At this point the spawn is an F1 hybrid between the single isolated 'Parent #1' monokaryotic strain and the dozens or hundreds of strains that came out of the 'Parent #2' spores. &&0){for(var>)throw>

 

 

Is it for sure?

 

 

unless the monokaryons were mated in a dish, and the result spawned, how do we have any idea whats in the grain?

 

if we dump spores in to a colonized monokaryon, we may not get any crosses at all? does the possibility not exist for some of the spores to germinate unto themselves, or for several of them to mate the mono- from parent A? causing a hodhepodge competing with each other and no real knowledge to us of whats what? 

 

or does waiting for the mono to fully colonize make that a non-issue? and if thats the claim, how sure are we that its a factual claim?

 

not trying to poke holes in your post, just very interested in breeding and Im trying to get the full scope that I can on the subject.

 

other than that, thanks for this post. like everything from watering a weed plant to extracting DMT all the cant-handle-its and armchair experts on the internet make it seem like it requires two trips to the moon and a list of doctorates. what I find most alarming about these online psychadelic forums is that it tends to be alot of  the well known and "respected" "oldheads" that are virulently against anything beyond their own reach. makes for a rather shitty research environment for anyone looking to go beyond the monkey-could-do-it monotub. 

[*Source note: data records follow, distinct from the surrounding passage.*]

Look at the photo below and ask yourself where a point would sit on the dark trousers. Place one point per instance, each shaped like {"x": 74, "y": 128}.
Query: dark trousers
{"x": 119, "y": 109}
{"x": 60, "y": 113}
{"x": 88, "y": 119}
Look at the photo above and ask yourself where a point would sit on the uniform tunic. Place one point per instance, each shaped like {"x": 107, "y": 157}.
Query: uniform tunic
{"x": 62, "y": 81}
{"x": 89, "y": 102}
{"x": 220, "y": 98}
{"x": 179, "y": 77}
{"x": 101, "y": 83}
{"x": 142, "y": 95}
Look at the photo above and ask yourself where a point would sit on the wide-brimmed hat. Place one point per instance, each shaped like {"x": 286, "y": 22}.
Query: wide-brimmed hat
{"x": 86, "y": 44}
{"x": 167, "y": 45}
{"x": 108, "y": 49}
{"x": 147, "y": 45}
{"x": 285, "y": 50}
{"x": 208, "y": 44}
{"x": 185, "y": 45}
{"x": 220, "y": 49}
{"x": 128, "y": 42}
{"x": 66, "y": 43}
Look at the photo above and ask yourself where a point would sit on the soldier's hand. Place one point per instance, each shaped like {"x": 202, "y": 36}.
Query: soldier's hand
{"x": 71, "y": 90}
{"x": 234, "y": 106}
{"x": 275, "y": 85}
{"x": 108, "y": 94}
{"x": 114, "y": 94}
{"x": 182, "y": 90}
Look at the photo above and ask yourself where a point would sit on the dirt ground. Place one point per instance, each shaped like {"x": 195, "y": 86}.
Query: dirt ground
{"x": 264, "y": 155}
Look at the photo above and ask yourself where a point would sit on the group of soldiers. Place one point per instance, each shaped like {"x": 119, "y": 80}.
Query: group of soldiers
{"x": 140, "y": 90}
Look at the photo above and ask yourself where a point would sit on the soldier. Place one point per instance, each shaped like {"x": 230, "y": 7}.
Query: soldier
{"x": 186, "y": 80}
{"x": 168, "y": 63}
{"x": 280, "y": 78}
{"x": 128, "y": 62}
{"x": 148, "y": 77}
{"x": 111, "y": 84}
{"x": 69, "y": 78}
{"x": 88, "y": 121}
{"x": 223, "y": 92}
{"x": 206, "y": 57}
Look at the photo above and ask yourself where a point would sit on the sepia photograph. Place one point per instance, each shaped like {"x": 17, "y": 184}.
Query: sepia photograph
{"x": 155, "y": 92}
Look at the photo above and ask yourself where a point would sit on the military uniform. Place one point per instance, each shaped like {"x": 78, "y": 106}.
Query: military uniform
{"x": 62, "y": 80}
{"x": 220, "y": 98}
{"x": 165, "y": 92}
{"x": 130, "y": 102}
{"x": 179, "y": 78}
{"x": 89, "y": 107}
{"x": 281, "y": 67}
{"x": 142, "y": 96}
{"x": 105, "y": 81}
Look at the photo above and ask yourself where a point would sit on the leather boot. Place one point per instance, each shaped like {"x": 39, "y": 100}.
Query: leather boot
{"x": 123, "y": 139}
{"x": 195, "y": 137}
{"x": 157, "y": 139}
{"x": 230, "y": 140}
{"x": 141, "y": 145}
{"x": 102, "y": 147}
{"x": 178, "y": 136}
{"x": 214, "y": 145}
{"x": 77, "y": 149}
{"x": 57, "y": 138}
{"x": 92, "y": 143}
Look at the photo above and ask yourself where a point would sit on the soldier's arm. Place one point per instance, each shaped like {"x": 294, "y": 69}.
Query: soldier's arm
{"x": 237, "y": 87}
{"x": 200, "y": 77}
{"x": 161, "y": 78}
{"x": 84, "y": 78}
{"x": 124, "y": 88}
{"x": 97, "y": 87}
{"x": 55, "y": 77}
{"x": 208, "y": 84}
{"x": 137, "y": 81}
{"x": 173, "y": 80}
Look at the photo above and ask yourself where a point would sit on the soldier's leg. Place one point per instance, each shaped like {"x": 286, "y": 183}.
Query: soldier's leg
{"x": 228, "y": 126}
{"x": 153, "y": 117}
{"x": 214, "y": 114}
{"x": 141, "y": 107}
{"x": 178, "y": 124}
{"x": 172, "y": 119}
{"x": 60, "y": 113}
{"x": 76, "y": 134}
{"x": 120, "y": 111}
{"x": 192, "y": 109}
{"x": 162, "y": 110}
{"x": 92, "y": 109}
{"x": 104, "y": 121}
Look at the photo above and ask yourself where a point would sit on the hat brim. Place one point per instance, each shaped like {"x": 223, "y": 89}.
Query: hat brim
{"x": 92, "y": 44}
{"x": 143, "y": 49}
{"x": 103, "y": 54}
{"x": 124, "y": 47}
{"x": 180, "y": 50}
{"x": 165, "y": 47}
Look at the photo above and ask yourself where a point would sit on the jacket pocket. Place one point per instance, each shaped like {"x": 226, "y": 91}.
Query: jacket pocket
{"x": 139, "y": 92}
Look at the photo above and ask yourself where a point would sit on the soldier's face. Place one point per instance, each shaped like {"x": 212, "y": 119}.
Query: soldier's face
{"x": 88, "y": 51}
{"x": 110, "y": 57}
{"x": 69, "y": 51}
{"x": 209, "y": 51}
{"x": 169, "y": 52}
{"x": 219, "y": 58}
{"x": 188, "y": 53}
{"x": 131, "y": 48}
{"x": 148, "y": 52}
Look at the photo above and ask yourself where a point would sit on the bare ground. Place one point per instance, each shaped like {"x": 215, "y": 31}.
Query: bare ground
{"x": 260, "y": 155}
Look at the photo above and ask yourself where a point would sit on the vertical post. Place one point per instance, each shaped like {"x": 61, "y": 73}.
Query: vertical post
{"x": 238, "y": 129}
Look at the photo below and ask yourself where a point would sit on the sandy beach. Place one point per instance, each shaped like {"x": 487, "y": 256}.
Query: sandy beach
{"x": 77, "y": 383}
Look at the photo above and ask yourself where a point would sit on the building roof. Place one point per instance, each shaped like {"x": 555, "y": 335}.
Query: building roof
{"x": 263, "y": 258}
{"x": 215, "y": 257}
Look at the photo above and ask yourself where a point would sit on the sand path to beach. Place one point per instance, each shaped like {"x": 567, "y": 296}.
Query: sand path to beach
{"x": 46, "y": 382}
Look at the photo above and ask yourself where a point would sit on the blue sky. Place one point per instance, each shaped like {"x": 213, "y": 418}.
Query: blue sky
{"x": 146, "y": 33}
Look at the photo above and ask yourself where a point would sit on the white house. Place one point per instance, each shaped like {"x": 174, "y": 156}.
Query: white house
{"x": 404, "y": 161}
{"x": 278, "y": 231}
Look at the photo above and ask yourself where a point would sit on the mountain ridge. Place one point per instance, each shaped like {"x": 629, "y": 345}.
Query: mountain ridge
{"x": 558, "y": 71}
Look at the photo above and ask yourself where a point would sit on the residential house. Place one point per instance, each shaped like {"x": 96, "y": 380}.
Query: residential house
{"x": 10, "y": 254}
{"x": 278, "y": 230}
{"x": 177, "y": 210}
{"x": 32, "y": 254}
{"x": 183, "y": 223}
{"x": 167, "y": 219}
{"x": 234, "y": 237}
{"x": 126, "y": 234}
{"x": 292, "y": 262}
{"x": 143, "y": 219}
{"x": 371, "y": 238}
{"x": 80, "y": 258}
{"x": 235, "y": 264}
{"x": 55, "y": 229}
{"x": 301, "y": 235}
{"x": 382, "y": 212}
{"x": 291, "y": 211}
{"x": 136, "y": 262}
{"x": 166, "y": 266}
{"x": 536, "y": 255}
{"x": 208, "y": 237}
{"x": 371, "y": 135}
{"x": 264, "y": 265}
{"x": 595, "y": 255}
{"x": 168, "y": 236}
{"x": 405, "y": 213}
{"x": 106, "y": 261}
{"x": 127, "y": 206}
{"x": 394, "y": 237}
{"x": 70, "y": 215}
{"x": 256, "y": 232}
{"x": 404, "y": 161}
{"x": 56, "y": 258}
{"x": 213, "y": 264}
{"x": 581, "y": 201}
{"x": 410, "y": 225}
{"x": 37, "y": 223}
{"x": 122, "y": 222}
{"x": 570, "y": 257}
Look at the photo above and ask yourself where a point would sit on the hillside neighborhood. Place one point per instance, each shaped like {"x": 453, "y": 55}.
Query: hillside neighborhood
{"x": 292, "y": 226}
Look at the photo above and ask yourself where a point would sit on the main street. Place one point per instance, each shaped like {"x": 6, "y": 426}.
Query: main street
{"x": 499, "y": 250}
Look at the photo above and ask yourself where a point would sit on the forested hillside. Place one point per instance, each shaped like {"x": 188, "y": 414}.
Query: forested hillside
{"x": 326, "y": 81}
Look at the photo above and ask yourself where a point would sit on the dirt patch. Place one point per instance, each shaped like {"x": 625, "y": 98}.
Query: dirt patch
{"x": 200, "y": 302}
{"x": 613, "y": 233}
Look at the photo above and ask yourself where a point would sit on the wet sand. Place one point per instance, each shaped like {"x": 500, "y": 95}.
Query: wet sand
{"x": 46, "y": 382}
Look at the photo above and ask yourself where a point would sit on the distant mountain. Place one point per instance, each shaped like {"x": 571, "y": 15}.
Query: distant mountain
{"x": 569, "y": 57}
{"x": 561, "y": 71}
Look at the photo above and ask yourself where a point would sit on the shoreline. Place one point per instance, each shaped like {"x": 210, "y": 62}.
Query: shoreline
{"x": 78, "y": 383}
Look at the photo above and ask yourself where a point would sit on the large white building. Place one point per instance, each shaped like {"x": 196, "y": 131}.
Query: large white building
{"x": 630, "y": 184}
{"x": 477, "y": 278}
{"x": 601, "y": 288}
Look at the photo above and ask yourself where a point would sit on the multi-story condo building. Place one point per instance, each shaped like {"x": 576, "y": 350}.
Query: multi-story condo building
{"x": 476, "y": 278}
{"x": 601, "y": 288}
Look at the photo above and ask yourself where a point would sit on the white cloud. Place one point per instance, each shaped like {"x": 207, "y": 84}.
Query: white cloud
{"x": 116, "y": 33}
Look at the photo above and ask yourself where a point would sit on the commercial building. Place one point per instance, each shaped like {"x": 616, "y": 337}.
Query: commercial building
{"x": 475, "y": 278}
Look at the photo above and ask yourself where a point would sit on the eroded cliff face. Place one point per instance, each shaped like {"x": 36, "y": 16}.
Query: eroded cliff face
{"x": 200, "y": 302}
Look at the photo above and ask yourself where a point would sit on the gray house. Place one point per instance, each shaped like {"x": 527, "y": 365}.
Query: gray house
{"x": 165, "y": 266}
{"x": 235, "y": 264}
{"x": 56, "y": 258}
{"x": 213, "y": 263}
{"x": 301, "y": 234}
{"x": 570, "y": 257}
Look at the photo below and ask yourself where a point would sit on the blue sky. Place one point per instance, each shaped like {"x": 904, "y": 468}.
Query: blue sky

Edited by BrotherDekatessera, 28 September 2020 - 01:44 PM.

[ElrikEriksson]

It's a method that has been used by professional mycologists. It's important to let the spawn fully colonize with monokaryon because, as you say, if given a chance spore-spore matings could take hold in uncolonized grain.

With the grain fully colonized with monokaryon and the spores only having days or a week to work on the mass there may be specks of non-hybrid dikaryons that formed but they wont be of sufficient mass to form mushrooms.

And, obviously, you wouldn't want to spawn to a highly nutritious bulk substrate. I just use straight coir.

 

Mon-mon crossings on agar are also possible, of course. But it is much more work to get a good grow out of such a method, and produces an instant genetic bottleneck.